Terry Bishop - whose wife Jayne was a victim of human mad cow disease CJD - has given evidence at the national inquiry into the lethal condition.

Mr Bishop, of Farm Close Road, Wheatley, made a statement at the inquiry in London and is due to go back on September 14.

He said he had given evidence of his wife Jayne's symptoms and how the disease had progressed until her death.

Mrs Bishop, 53, became the 24th victim of the brain-wasting disease at the beginning of February this year. She had been ill for a year before she died in the Radcliffe Infirmary in Oxford.

Her husband said: "What the inquiry is really interested in is how the deceased person - my wife or any of the other victims - contracted it and what were the symptoms.

"They are going very, very slowly, just building up a picture. They want to know how people contract it - but nobody knows that."

The national inquiry into bovine spongiform encephalopathy (BSE) began earlier this year and is expected to last until mid-1999 and cost £2m.
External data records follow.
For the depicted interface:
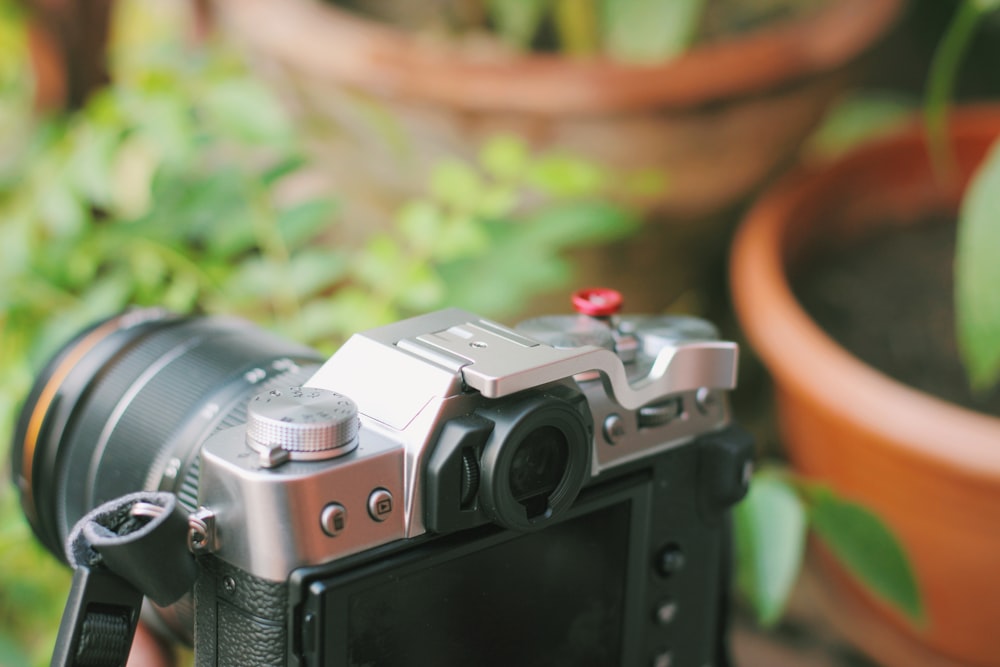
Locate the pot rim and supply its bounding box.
[731,106,1000,480]
[216,0,903,114]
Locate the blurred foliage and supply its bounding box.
[733,467,926,627]
[0,0,648,667]
[924,0,1000,391]
[340,0,828,63]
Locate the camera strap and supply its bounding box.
[52,492,197,667]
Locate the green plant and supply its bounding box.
[0,2,648,666]
[734,467,924,626]
[340,0,824,63]
[925,0,1000,391]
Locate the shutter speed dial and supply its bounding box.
[247,387,359,468]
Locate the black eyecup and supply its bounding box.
[476,385,594,531]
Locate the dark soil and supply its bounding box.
[793,220,1000,415]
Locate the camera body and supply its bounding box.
[14,302,753,667]
[188,310,750,667]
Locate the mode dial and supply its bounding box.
[247,387,359,467]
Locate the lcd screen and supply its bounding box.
[347,502,629,667]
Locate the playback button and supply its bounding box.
[368,489,393,522]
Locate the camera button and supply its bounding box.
[368,489,393,522]
[319,503,347,537]
[655,544,685,577]
[655,600,677,625]
[652,651,674,667]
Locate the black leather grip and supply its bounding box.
[195,556,288,667]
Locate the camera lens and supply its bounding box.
[510,426,569,519]
[13,310,321,560]
[476,385,593,530]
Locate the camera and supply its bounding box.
[13,290,753,667]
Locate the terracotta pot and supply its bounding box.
[731,109,1000,666]
[209,0,902,316]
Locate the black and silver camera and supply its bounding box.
[14,291,752,667]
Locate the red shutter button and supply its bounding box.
[573,287,622,317]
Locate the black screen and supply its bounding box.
[347,502,629,667]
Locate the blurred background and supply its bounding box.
[0,0,1000,667]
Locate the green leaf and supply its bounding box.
[489,0,552,49]
[479,134,530,181]
[955,136,1000,390]
[733,473,807,626]
[808,487,923,622]
[430,159,483,211]
[604,0,705,63]
[809,92,917,159]
[277,199,337,248]
[524,201,641,249]
[200,78,289,144]
[527,153,607,198]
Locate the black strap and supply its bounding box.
[52,493,197,667]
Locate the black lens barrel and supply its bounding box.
[13,311,321,558]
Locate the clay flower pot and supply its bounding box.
[731,108,1000,667]
[216,0,902,310]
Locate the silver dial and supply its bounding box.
[247,387,358,465]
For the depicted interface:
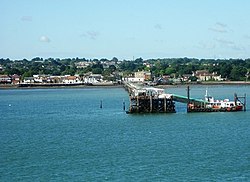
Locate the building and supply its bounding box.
[11,74,21,84]
[192,70,223,81]
[63,76,82,84]
[84,74,103,84]
[123,71,151,82]
[0,75,12,84]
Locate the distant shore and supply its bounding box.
[0,81,250,89]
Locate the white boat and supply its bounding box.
[205,90,243,111]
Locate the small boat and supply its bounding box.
[205,90,243,111]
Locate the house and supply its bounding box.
[181,74,192,82]
[63,75,82,84]
[192,70,222,81]
[123,71,151,82]
[0,75,12,84]
[11,74,21,84]
[84,74,103,84]
[23,77,35,83]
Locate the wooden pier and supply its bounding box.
[124,83,246,113]
[125,83,175,113]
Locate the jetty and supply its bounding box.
[124,82,246,113]
[124,83,175,113]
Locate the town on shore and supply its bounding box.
[0,57,250,87]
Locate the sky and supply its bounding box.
[0,0,250,60]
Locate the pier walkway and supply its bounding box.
[172,94,207,104]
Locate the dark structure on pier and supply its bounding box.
[124,83,246,113]
[125,84,175,113]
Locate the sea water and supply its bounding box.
[0,86,250,181]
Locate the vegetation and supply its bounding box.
[0,57,250,80]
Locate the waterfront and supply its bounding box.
[0,86,250,181]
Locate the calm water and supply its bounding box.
[0,86,250,181]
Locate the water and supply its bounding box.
[0,86,250,181]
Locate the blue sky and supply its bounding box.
[0,0,250,60]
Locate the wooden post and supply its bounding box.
[164,96,167,112]
[244,94,247,111]
[150,96,153,112]
[136,96,140,112]
[187,86,190,112]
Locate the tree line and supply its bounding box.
[0,57,250,81]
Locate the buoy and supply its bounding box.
[100,100,102,109]
[123,100,126,111]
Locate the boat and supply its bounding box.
[205,90,243,111]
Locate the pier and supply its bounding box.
[124,83,175,113]
[124,83,246,113]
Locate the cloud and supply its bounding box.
[209,22,228,33]
[154,24,162,30]
[40,35,50,43]
[198,42,216,50]
[81,30,99,40]
[21,16,33,22]
[215,38,235,46]
[215,38,245,51]
[243,35,250,39]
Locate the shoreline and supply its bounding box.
[0,81,250,90]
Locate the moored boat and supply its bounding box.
[205,90,243,111]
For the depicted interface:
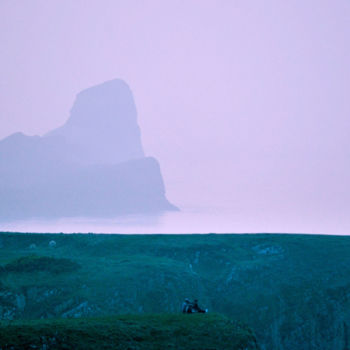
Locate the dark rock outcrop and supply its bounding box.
[0,80,176,219]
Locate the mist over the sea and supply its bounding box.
[0,0,350,234]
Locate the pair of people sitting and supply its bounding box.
[182,298,208,314]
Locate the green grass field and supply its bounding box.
[0,233,350,350]
[0,314,257,350]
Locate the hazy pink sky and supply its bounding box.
[0,0,350,234]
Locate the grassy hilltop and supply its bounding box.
[0,314,257,350]
[0,233,350,350]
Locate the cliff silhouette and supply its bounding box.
[0,79,177,219]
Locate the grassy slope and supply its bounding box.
[0,233,350,349]
[0,314,256,350]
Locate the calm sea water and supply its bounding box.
[0,207,350,235]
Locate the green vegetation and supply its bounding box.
[3,255,80,273]
[0,233,350,350]
[0,314,257,350]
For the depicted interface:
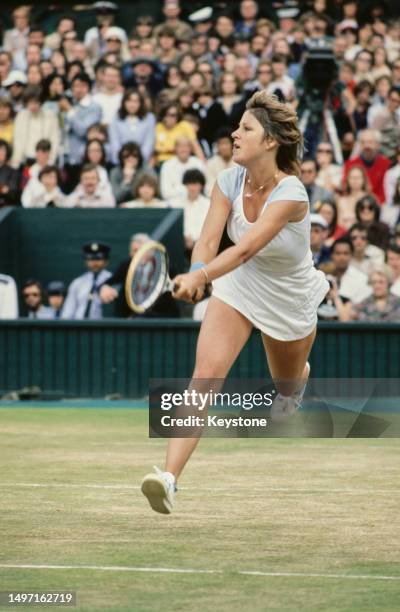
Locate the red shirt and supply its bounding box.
[343,153,392,204]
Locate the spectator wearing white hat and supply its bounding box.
[3,6,31,70]
[154,0,193,39]
[12,86,60,168]
[2,70,28,113]
[84,1,127,62]
[93,64,123,125]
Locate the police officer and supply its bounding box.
[61,241,111,319]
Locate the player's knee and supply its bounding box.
[193,360,226,379]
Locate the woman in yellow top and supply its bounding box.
[154,103,205,166]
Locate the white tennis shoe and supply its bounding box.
[270,361,310,423]
[141,465,177,514]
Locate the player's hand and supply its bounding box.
[100,285,118,304]
[172,270,205,304]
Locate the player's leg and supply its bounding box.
[262,328,316,421]
[142,298,252,514]
[165,298,253,479]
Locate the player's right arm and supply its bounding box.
[192,183,232,263]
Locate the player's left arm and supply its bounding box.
[174,200,308,299]
[202,200,308,281]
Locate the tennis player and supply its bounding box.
[142,92,329,514]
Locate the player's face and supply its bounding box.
[86,259,107,274]
[232,111,268,165]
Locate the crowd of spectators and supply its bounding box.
[0,0,400,321]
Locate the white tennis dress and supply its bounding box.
[213,166,329,341]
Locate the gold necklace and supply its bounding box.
[244,170,279,198]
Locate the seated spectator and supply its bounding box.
[356,195,390,250]
[370,87,400,161]
[320,238,371,303]
[3,6,32,70]
[43,72,67,115]
[171,169,210,256]
[108,89,156,164]
[310,213,331,268]
[380,176,400,230]
[160,137,204,201]
[338,166,370,230]
[121,173,167,208]
[61,241,111,320]
[205,128,235,197]
[44,15,77,51]
[59,74,102,191]
[386,242,400,297]
[22,279,54,319]
[315,142,343,192]
[46,281,67,319]
[266,53,296,102]
[64,164,115,208]
[93,64,123,125]
[0,98,14,145]
[343,130,391,204]
[209,70,247,131]
[154,103,204,166]
[100,233,179,318]
[315,200,346,247]
[0,274,18,320]
[301,159,335,211]
[12,87,60,168]
[21,138,51,188]
[21,166,66,208]
[383,146,400,206]
[349,223,385,276]
[0,140,20,207]
[110,142,150,204]
[335,264,400,323]
[82,138,111,187]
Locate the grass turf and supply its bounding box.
[0,408,400,612]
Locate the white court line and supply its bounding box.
[0,563,400,581]
[0,482,400,495]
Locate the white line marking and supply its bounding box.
[0,482,400,495]
[0,563,400,581]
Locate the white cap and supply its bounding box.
[104,26,124,42]
[310,213,328,229]
[338,19,358,32]
[2,70,28,87]
[188,6,212,23]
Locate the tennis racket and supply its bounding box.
[125,240,178,314]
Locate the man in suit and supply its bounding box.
[61,241,111,320]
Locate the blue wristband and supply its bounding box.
[189,261,206,272]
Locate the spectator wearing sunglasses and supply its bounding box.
[22,279,54,319]
[356,195,390,250]
[349,223,385,276]
[343,130,391,204]
[315,142,343,191]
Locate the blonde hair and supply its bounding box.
[368,263,393,286]
[246,91,303,176]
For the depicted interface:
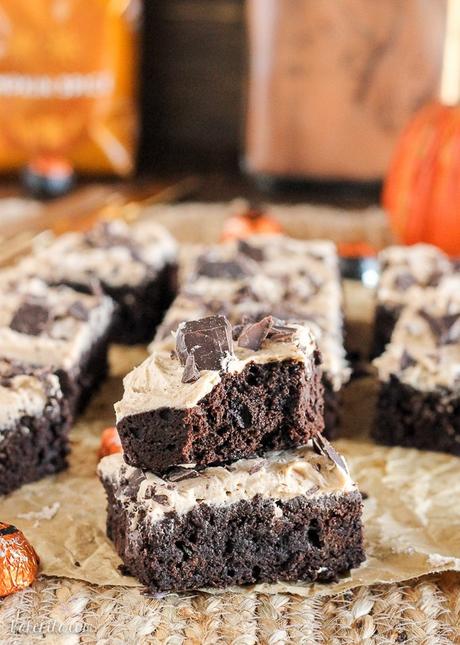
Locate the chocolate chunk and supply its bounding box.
[182,354,200,383]
[69,300,89,322]
[393,272,417,291]
[238,240,264,262]
[165,466,199,483]
[399,350,417,370]
[268,321,297,343]
[238,316,273,352]
[176,316,233,371]
[419,309,460,345]
[126,470,146,498]
[196,257,254,280]
[10,302,50,336]
[313,435,348,473]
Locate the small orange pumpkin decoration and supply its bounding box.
[383,103,460,255]
[220,207,283,242]
[0,522,40,597]
[98,428,123,459]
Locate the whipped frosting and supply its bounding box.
[374,274,460,391]
[150,236,350,391]
[0,360,62,432]
[0,272,114,370]
[19,220,177,287]
[377,244,454,308]
[115,324,317,423]
[98,446,356,528]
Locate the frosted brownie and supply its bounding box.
[99,440,364,592]
[0,271,114,413]
[373,244,454,356]
[115,316,324,473]
[0,359,69,495]
[20,221,176,344]
[152,236,350,436]
[374,275,460,455]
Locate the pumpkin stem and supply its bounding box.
[440,0,460,105]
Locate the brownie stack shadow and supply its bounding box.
[99,235,364,592]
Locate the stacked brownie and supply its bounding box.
[374,273,460,455]
[99,310,364,592]
[0,271,114,416]
[373,244,455,356]
[19,220,176,344]
[0,359,70,495]
[152,236,350,436]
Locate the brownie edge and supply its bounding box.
[104,481,365,592]
[117,357,324,473]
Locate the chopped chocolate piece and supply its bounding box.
[399,350,417,370]
[238,316,273,352]
[313,434,348,473]
[238,240,264,262]
[165,466,199,483]
[196,257,253,280]
[420,309,460,345]
[10,301,50,336]
[176,316,233,371]
[69,300,89,321]
[182,354,200,383]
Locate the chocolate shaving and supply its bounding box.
[238,316,273,352]
[393,272,417,291]
[165,466,199,484]
[176,316,233,371]
[313,435,348,473]
[238,240,264,262]
[68,300,89,322]
[419,309,460,345]
[196,256,254,280]
[399,350,417,370]
[10,302,50,336]
[182,354,200,383]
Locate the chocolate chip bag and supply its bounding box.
[0,0,140,175]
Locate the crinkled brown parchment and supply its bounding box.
[0,286,460,596]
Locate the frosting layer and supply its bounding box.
[20,220,176,287]
[98,446,356,528]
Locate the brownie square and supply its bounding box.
[0,272,115,415]
[151,236,350,437]
[99,447,365,592]
[0,360,70,495]
[20,220,177,345]
[372,244,455,357]
[373,275,460,455]
[115,316,324,473]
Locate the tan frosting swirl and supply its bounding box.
[98,446,356,528]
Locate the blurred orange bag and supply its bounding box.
[0,0,140,175]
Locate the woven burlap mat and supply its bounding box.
[0,574,460,645]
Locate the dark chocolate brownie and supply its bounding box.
[116,316,324,473]
[99,447,365,592]
[19,220,177,345]
[0,273,114,414]
[372,244,455,357]
[151,236,350,437]
[374,275,460,455]
[0,360,70,495]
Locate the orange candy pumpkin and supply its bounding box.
[383,103,460,256]
[0,522,39,597]
[221,208,283,242]
[98,428,123,459]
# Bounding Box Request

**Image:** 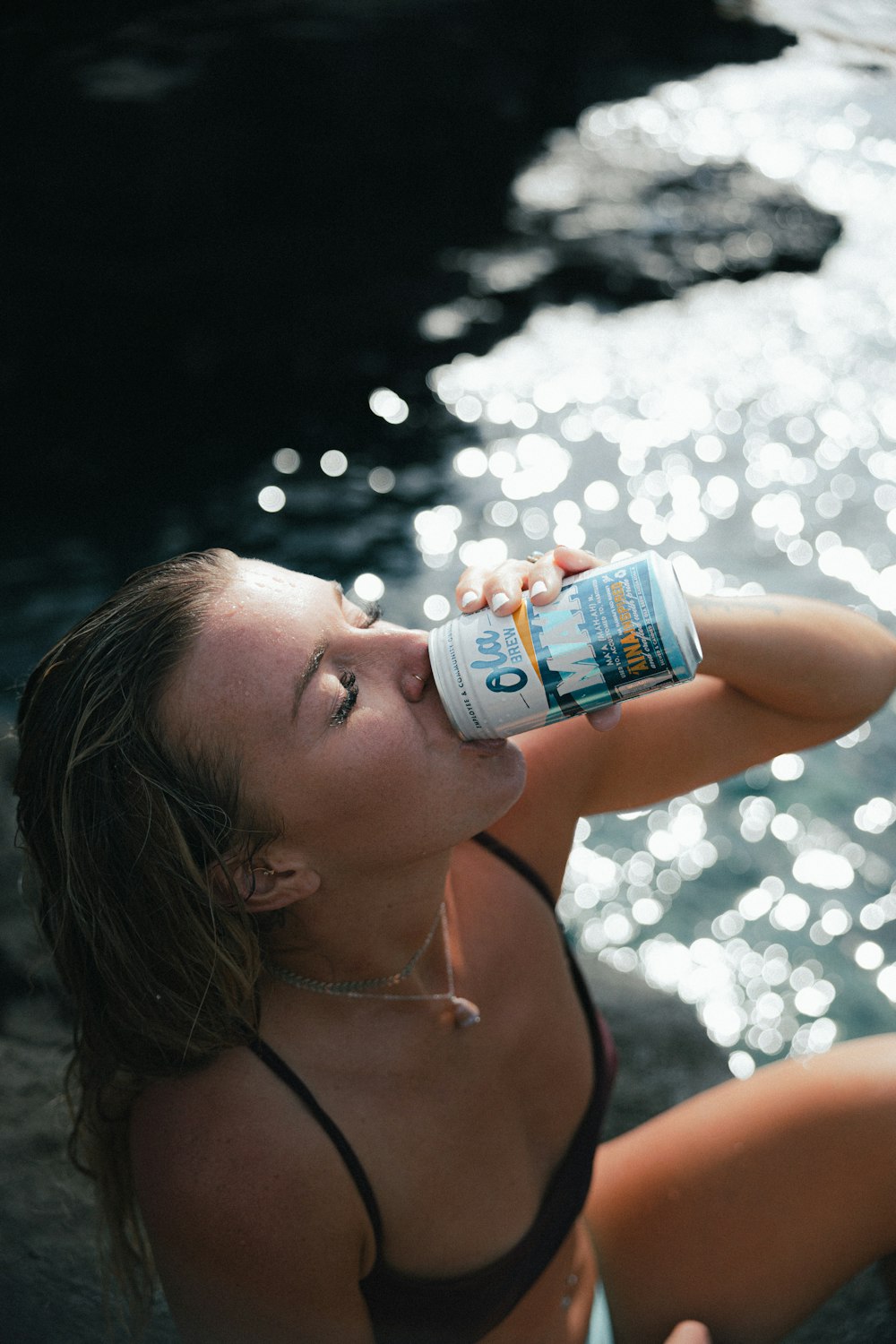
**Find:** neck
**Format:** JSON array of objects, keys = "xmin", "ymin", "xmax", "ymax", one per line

[{"xmin": 267, "ymin": 852, "xmax": 450, "ymax": 988}]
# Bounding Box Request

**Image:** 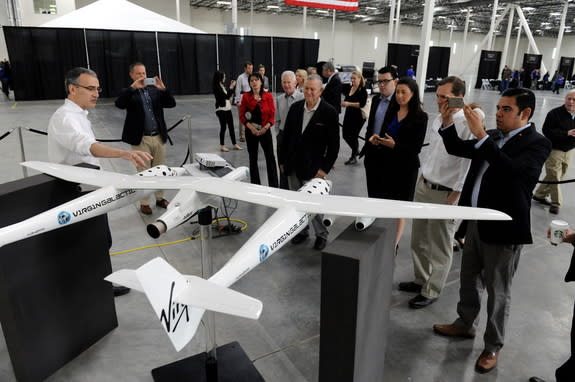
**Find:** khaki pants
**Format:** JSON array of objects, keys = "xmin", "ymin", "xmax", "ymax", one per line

[
  {"xmin": 132, "ymin": 134, "xmax": 166, "ymax": 206},
  {"xmin": 411, "ymin": 177, "xmax": 456, "ymax": 298},
  {"xmin": 535, "ymin": 150, "xmax": 573, "ymax": 207}
]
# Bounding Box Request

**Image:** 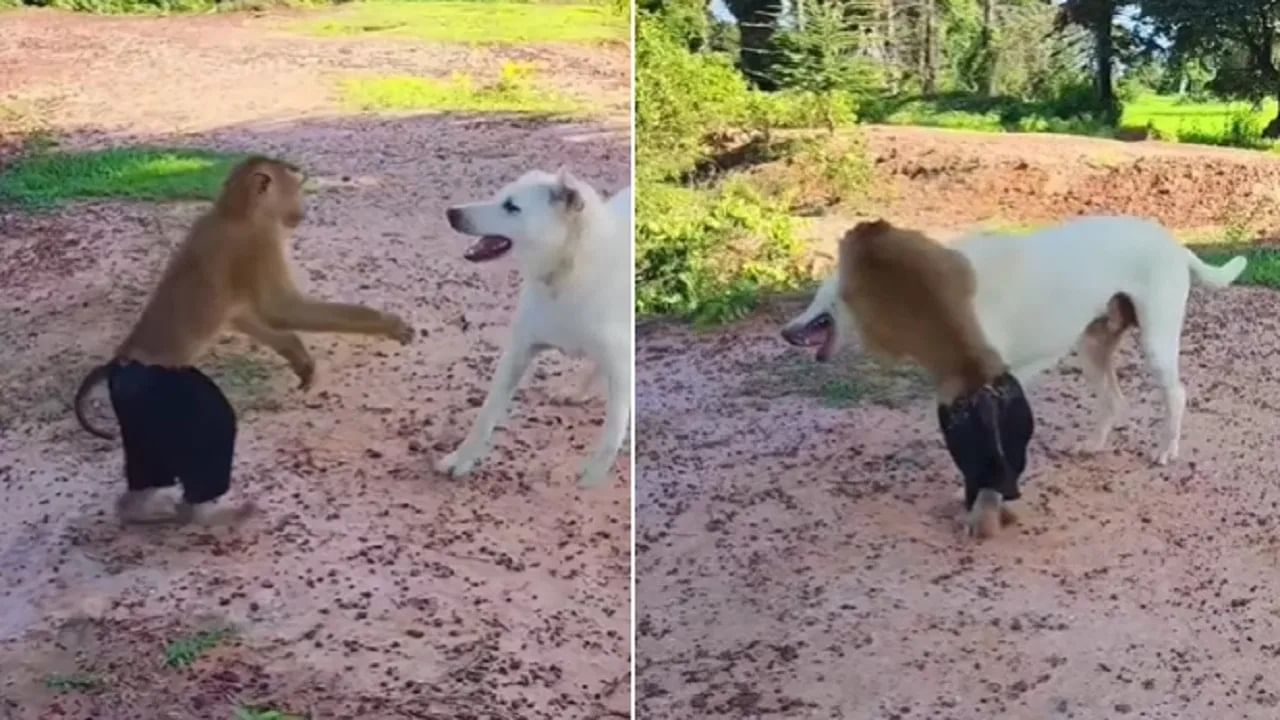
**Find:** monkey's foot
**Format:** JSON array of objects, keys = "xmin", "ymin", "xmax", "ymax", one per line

[
  {"xmin": 115, "ymin": 488, "xmax": 177, "ymax": 525},
  {"xmin": 1000, "ymin": 505, "xmax": 1018, "ymax": 528},
  {"xmin": 435, "ymin": 446, "xmax": 480, "ymax": 478},
  {"xmin": 178, "ymin": 500, "xmax": 257, "ymax": 527},
  {"xmin": 577, "ymin": 462, "xmax": 613, "ymax": 489},
  {"xmin": 965, "ymin": 489, "xmax": 1005, "ymax": 539}
]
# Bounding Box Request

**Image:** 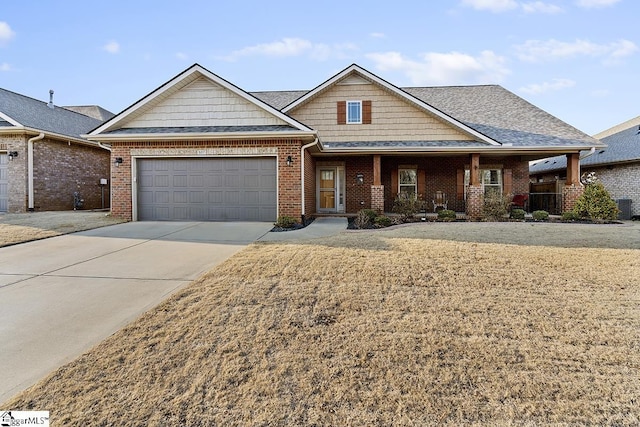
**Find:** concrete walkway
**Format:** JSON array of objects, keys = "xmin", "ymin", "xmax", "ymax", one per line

[
  {"xmin": 0, "ymin": 222, "xmax": 276, "ymax": 403},
  {"xmin": 258, "ymin": 217, "xmax": 348, "ymax": 242}
]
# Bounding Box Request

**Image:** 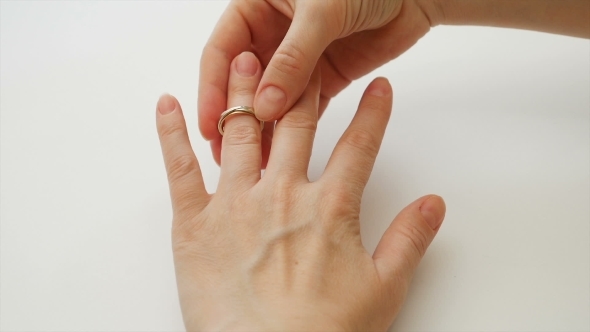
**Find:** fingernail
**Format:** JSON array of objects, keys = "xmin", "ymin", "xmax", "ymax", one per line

[
  {"xmin": 157, "ymin": 95, "xmax": 176, "ymax": 115},
  {"xmin": 367, "ymin": 77, "xmax": 391, "ymax": 97},
  {"xmin": 420, "ymin": 196, "xmax": 445, "ymax": 230},
  {"xmin": 236, "ymin": 52, "xmax": 258, "ymax": 77},
  {"xmin": 255, "ymin": 86, "xmax": 287, "ymax": 121}
]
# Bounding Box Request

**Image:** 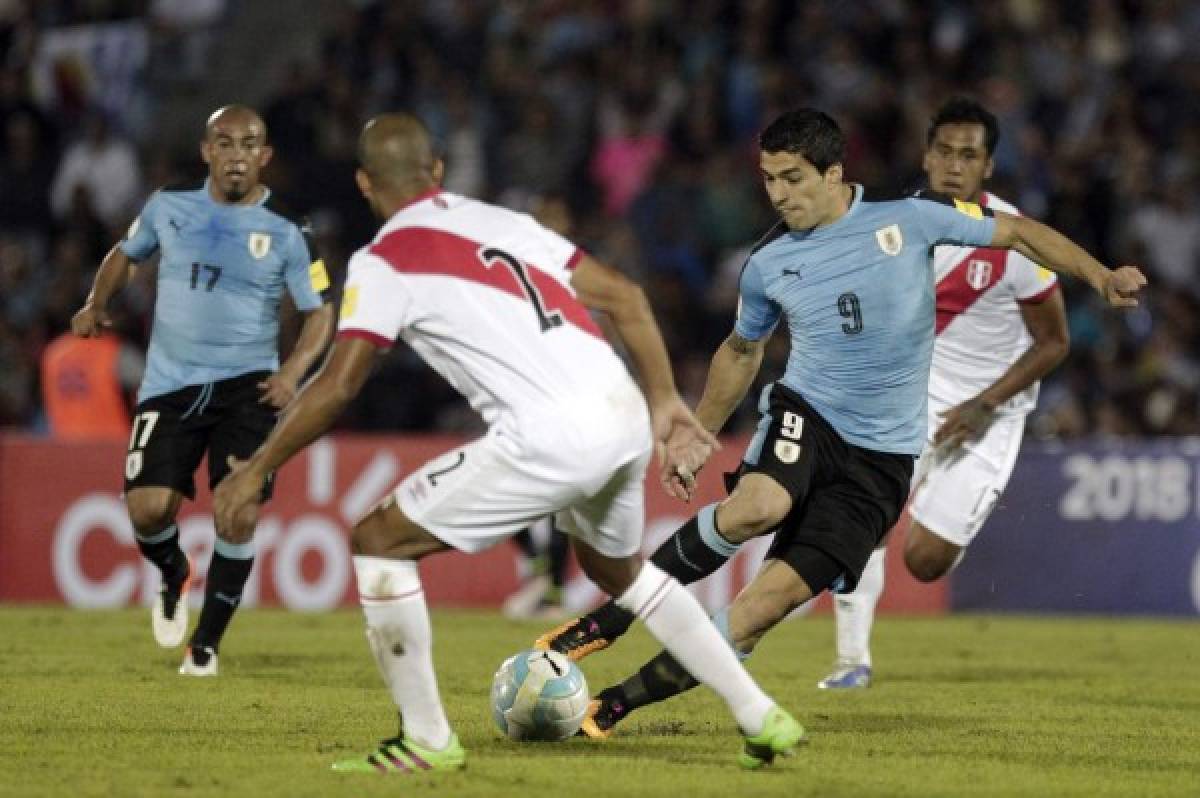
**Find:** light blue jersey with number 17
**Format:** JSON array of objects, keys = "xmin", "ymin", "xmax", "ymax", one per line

It will consider how the condition, which affected more than 170,000 cattle in this country, was transmitted to people in the form of new variant Creutzfeldt-Jakob Disease - often called human mad cow disease.

The most popular theory is that people developed new variant CJD by eating beef from cattle which had been infected with BSE after being fed the remains of cattle or sheep carcasses.

Alternative theories suggest BSE might have been the result of chemicals used to treat cattle pests like warble fly in the 1970s.